読了日:3月31日 著者:ブレイククラウチ
〔少女庭国〕 (ハヤカワSFシリーズJコレクション)〔少女庭国〕 (ハヤカワSFシリーズJコレクション)感想
強烈に好きな部分と強烈に嫌悪の部分とが交錯する作品。しかし、話の作り方は私はとても好きで、一人の少女が起きたらそこはわけのわからない部屋の中で、次の部屋への扉を開くとそこにも少女が・・・というこの話だけでうっとりするくらいでした。誰が何のために閉じ込めたのか。そこはそもそもどこなのか。後半、開拓民、奴隷制、特権階級のくだり、大変面白かったのですが、なんせ基本に「あること」がなされているというホラー要素が、私には惜しいと感じられました。ここ、なくても話として十分面白いのだから。
読了日:3月31日 著者:矢部嵩
養鶏場の殺人/火口箱 (創元推理文庫)養鶏場の殺人/火口箱 (創元推理文庫)感想
養鶏場の殺人は実際の事件に基づいているようで、判決にコナンドイルが異議を唱えたそうですが、男女の愛憎のもつれの果て、のような、割合あるパターンと言えばあるパターンお話(だからますます読みやすい)。この話、養鶏場、というのがある一つのポイントになると思います、日常的に鶏を扱っているわけだから。著者ノートのラスト一行が怖かったです。 火口箱はどうしたって遮断地区を思いますが、小さなコミュニティーの村で起こった殺人事件を通して、アイルランド人への差別とか人々の暴走反応とか。ラスト、思い込みが怖いと思いました。
読了日:3月25日 著者:ミネット・ウォルターズ
春、戻る春、戻る感想
ほわんとした小説でした。自分より年下の男の子が、突然自分が兄だと名乗って出てくる、という怪しい出だしからは想像もつかないくらいの優しい小説。

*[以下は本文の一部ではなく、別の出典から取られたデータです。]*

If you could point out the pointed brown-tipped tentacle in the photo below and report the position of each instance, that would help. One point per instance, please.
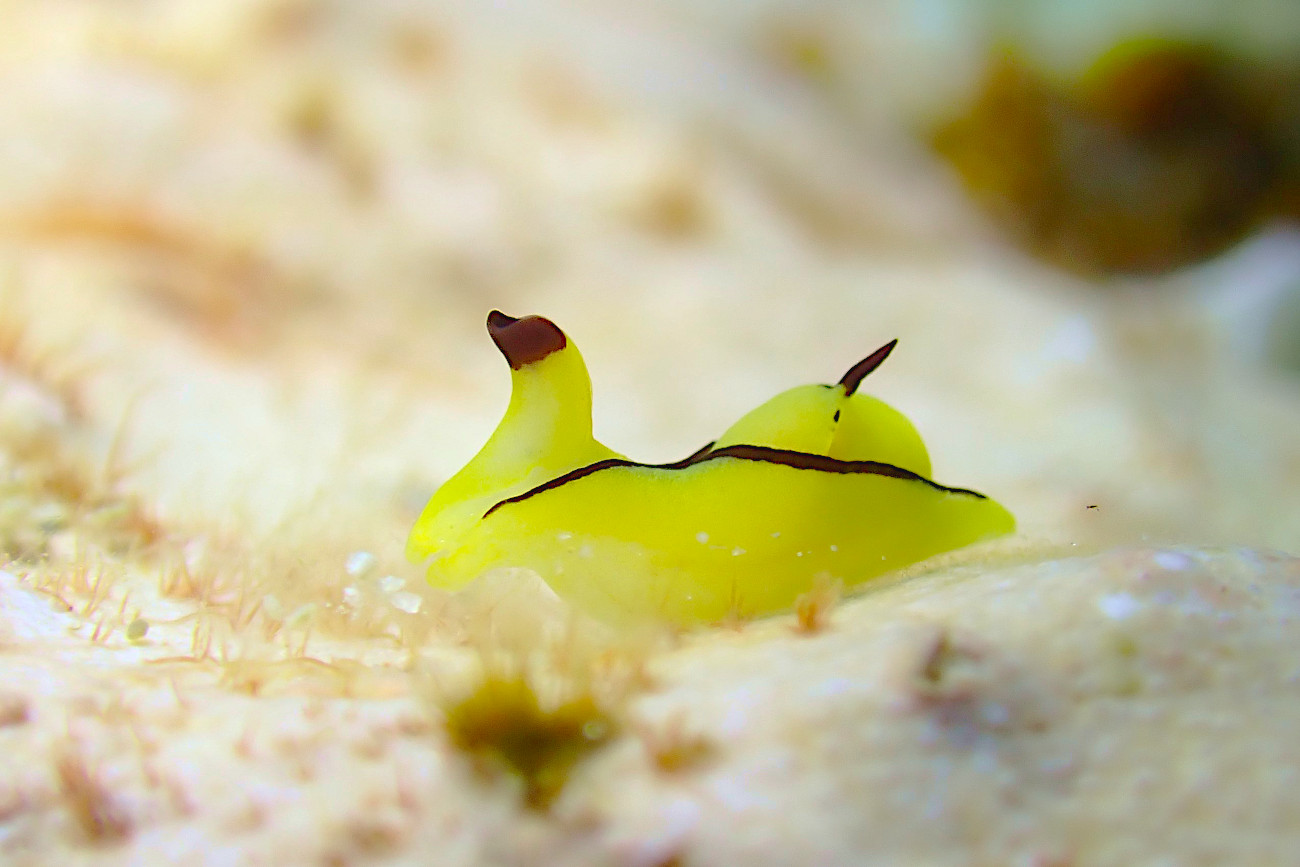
(524, 341)
(859, 371)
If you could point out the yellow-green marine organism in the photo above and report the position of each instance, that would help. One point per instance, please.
(820, 481)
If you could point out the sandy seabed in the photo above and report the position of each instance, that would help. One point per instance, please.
(247, 250)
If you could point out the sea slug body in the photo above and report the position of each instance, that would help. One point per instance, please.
(820, 481)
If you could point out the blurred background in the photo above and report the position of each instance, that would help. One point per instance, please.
(261, 237)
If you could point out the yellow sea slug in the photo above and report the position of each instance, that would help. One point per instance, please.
(819, 481)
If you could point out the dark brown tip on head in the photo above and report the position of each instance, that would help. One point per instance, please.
(524, 341)
(858, 372)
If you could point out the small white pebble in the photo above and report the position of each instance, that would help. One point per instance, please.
(359, 563)
(406, 601)
(995, 714)
(1171, 560)
(1118, 606)
(391, 584)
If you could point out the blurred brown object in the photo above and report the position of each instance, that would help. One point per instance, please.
(1160, 155)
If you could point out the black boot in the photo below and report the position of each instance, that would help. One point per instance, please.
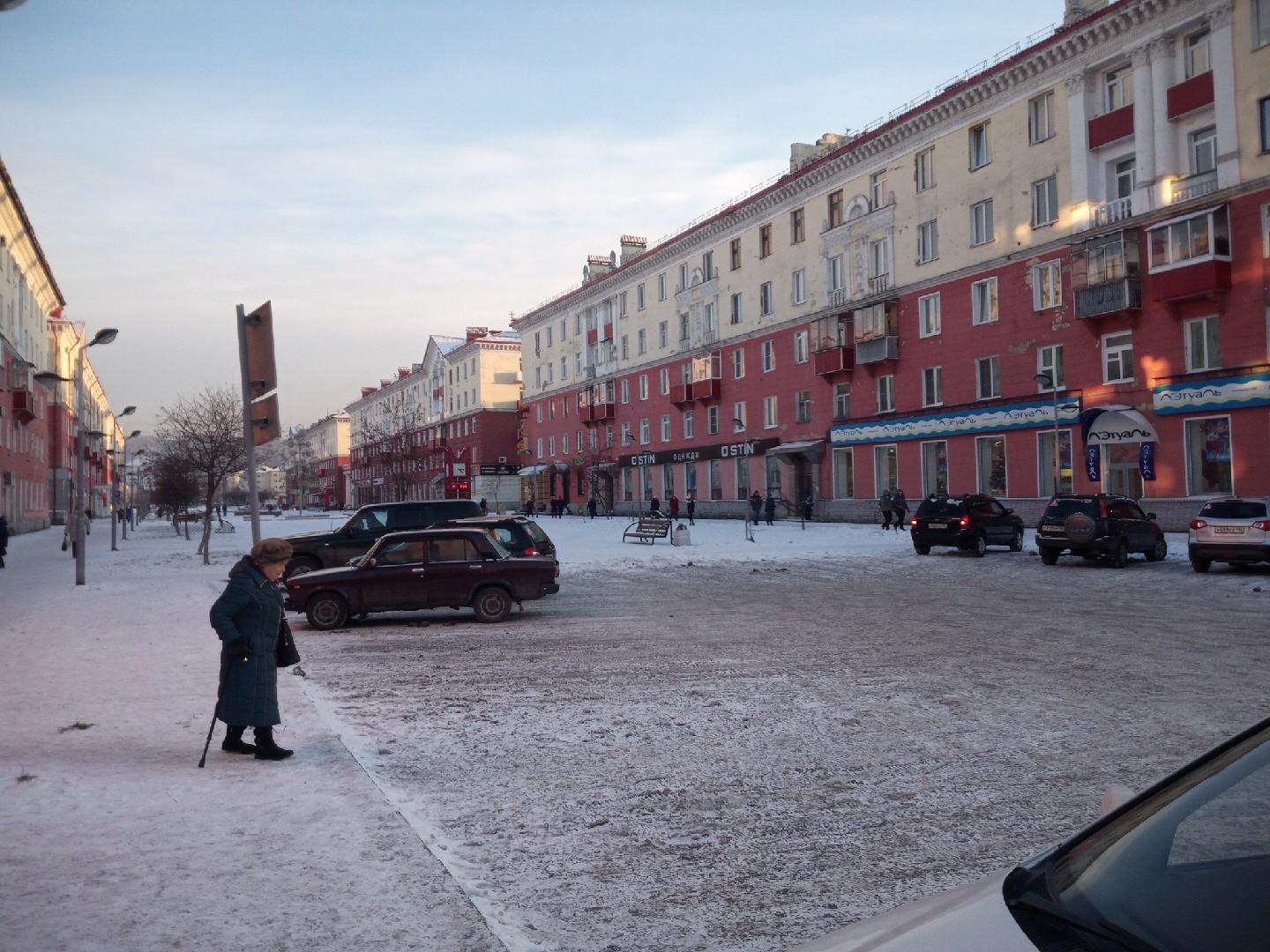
(234, 743)
(265, 749)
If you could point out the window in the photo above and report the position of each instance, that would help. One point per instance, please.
(841, 401)
(1041, 118)
(923, 173)
(1117, 86)
(834, 208)
(1203, 150)
(800, 346)
(1047, 286)
(990, 452)
(1198, 54)
(1203, 344)
(927, 242)
(803, 406)
(981, 222)
(929, 315)
(983, 301)
(989, 377)
(932, 386)
(1050, 361)
(877, 190)
(1208, 456)
(765, 297)
(978, 146)
(1044, 202)
(886, 394)
(1117, 357)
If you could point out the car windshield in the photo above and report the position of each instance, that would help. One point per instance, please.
(1233, 509)
(1186, 870)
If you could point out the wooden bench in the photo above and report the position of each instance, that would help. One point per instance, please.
(648, 530)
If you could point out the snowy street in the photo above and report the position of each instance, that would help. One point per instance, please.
(729, 746)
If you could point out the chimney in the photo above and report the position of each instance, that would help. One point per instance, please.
(632, 248)
(1080, 9)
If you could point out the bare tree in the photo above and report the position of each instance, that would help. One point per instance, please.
(207, 430)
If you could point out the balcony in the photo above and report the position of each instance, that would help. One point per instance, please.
(1109, 297)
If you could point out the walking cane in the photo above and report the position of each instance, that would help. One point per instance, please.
(202, 761)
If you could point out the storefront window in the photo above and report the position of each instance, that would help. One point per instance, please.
(1208, 456)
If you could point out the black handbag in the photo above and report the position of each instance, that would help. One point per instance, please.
(288, 651)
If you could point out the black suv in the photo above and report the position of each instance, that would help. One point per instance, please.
(332, 550)
(970, 524)
(1099, 525)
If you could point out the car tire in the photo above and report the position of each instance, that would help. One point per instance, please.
(492, 605)
(1120, 557)
(326, 611)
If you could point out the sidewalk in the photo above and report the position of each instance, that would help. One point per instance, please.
(116, 841)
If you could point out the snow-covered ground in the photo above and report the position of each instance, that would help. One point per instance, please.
(732, 746)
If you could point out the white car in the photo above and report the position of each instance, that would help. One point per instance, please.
(1181, 867)
(1229, 531)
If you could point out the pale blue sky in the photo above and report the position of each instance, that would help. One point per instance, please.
(386, 169)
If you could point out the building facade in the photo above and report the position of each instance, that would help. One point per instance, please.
(949, 301)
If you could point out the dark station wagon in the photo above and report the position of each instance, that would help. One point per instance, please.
(407, 571)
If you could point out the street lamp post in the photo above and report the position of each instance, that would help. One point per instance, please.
(1045, 380)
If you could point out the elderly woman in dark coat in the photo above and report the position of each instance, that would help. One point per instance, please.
(247, 619)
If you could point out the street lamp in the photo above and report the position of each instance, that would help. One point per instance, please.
(1047, 381)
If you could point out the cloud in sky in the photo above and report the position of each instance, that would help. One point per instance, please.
(386, 170)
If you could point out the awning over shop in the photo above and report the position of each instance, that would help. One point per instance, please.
(811, 450)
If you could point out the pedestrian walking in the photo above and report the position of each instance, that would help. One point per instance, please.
(900, 504)
(248, 617)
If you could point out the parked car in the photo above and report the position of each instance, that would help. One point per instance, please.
(406, 571)
(519, 534)
(328, 550)
(970, 524)
(1181, 867)
(1229, 531)
(1099, 525)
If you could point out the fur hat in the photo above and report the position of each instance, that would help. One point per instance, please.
(271, 551)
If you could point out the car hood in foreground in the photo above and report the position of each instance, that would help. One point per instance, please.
(970, 918)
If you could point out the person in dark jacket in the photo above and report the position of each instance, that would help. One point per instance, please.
(247, 617)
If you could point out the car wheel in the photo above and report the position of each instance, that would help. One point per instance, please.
(492, 605)
(326, 611)
(300, 566)
(1122, 555)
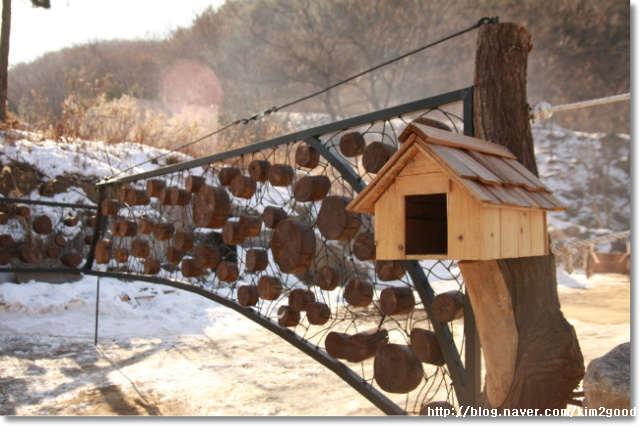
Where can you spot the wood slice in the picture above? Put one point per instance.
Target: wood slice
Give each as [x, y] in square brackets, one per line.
[272, 216]
[335, 222]
[179, 197]
[269, 288]
[140, 249]
[145, 226]
[29, 253]
[193, 183]
[227, 174]
[397, 300]
[206, 256]
[389, 270]
[103, 251]
[257, 260]
[227, 271]
[448, 306]
[306, 156]
[152, 266]
[425, 346]
[352, 144]
[163, 231]
[174, 255]
[72, 260]
[287, 317]
[376, 155]
[300, 298]
[329, 278]
[243, 187]
[396, 369]
[364, 246]
[189, 269]
[184, 240]
[127, 228]
[358, 293]
[293, 246]
[211, 207]
[42, 225]
[311, 188]
[259, 170]
[247, 295]
[280, 175]
[121, 255]
[110, 207]
[364, 345]
[155, 187]
[318, 313]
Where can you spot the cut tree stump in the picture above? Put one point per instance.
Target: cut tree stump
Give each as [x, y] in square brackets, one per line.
[396, 369]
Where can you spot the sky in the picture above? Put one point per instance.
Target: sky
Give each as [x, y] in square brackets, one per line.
[35, 32]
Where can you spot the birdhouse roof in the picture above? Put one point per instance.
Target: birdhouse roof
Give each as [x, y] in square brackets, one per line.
[489, 172]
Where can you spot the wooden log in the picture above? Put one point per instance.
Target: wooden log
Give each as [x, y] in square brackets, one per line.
[250, 226]
[211, 207]
[272, 216]
[127, 228]
[163, 231]
[396, 369]
[206, 256]
[293, 246]
[193, 183]
[318, 313]
[155, 187]
[72, 260]
[358, 293]
[425, 346]
[140, 249]
[365, 345]
[227, 271]
[306, 156]
[259, 170]
[364, 246]
[311, 188]
[329, 278]
[280, 175]
[189, 269]
[227, 174]
[448, 306]
[103, 251]
[257, 260]
[376, 155]
[247, 295]
[397, 300]
[152, 266]
[243, 187]
[352, 144]
[389, 270]
[287, 317]
[335, 222]
[42, 224]
[300, 298]
[184, 240]
[110, 207]
[269, 288]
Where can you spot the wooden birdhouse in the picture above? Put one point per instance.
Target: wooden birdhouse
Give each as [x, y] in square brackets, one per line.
[448, 196]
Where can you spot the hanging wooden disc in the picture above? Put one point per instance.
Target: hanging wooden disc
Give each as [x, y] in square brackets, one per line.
[396, 369]
[211, 207]
[335, 222]
[293, 246]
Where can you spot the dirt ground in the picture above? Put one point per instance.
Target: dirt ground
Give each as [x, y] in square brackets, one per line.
[231, 375]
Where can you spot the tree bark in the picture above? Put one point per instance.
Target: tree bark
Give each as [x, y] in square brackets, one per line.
[549, 362]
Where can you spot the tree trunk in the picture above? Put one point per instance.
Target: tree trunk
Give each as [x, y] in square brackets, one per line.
[549, 363]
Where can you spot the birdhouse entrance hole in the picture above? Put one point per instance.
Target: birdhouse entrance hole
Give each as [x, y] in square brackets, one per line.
[426, 224]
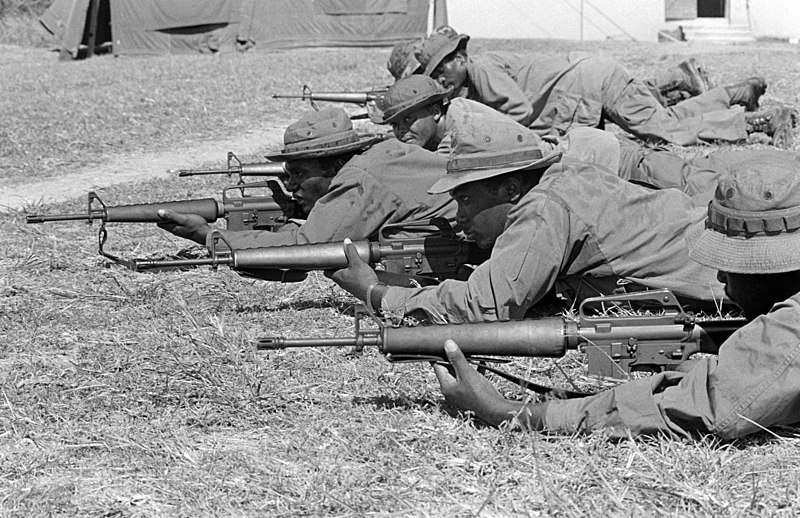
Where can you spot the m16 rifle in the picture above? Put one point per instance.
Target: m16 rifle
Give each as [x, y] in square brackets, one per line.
[243, 212]
[236, 167]
[616, 340]
[368, 99]
[433, 253]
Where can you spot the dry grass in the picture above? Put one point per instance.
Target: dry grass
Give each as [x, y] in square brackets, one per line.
[127, 394]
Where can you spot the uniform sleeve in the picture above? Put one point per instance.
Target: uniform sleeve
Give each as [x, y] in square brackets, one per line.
[356, 206]
[753, 383]
[495, 88]
[525, 262]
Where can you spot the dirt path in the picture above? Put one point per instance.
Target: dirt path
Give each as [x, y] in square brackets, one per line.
[140, 166]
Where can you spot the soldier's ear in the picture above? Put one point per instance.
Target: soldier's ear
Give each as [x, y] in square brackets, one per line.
[511, 189]
[437, 112]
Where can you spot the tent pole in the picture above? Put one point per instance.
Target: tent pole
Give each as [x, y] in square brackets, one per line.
[95, 9]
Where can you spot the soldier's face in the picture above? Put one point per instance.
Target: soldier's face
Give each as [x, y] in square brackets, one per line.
[481, 212]
[418, 127]
[451, 72]
[307, 182]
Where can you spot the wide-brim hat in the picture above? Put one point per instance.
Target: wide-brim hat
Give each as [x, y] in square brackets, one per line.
[321, 134]
[486, 143]
[410, 94]
[438, 46]
[753, 223]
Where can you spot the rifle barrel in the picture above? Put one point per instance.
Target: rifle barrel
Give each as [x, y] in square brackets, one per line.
[153, 264]
[43, 218]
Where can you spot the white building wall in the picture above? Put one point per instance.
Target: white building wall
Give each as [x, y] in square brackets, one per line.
[769, 18]
[638, 20]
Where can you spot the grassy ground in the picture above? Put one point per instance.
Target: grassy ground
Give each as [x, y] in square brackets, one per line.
[128, 394]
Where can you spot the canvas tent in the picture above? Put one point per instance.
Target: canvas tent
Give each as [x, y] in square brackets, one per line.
[141, 27]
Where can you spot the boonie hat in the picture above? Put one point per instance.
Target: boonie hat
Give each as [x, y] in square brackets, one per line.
[319, 134]
[486, 144]
[753, 223]
[402, 61]
[438, 46]
[409, 94]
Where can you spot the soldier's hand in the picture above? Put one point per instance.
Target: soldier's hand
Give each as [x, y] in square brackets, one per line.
[187, 226]
[466, 389]
[357, 277]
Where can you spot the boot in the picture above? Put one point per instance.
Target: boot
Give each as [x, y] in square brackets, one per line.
[747, 92]
[776, 121]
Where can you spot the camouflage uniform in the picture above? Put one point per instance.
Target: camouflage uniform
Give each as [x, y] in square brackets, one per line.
[387, 183]
[577, 222]
[554, 95]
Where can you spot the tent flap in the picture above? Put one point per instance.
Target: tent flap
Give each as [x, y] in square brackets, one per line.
[346, 7]
[140, 27]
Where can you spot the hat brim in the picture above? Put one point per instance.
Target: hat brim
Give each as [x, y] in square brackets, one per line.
[363, 142]
[416, 106]
[736, 254]
[445, 51]
[453, 180]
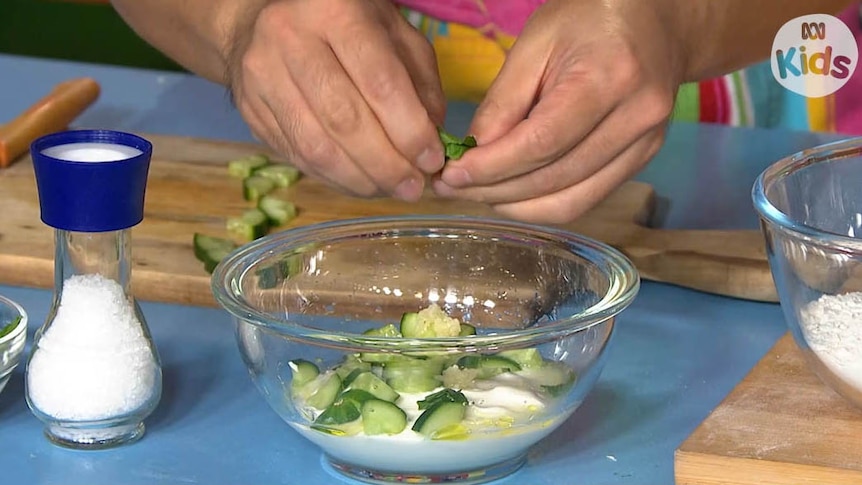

こういう小説、あってもいいなあ、ふわふわとした桜色のお菓子のような小説が。兄の謎よりも、兄を介して、姑、未来の夫になる人、家族、とそういう人達のある側面が徐々にほどけてきて、主人公さくらの心もぱっと花開いていく所が読ませるし、美しかったです。 謎を追い求めていく人にはちょっと物足りないかも。そういう小説ではないと思うから。
読了日:3月25日 著者:瀬尾まいこ
シェイクスピア全集 (〔14〕) (白水Uブックス (14))シェイクスピア全集 (〔14〕) (白水Uブックス (14))感想
必要があり再読。箱選びと肉を切って血を出すな裁判の二つのエピソードが非常に有名ですが、細かい所が読み直してみると大変面白い作品でした。そして差別に満ち満ちた作品だと言うこともわかりました。シャイロック、これだけ痛めつけられていて、しかも普段から馬鹿にされていて、現代の目から見ると可哀想。ポーシャのこれまた有名な慈悲論は、読みどころでした、相変わらず(裁判で滔々とシャイロックに慈悲をこう場面)。また最後の最後で指輪の行方をめぐってのやり取りは改めて読むとここまた非常によく出来ていて人間の心の綾が見えました。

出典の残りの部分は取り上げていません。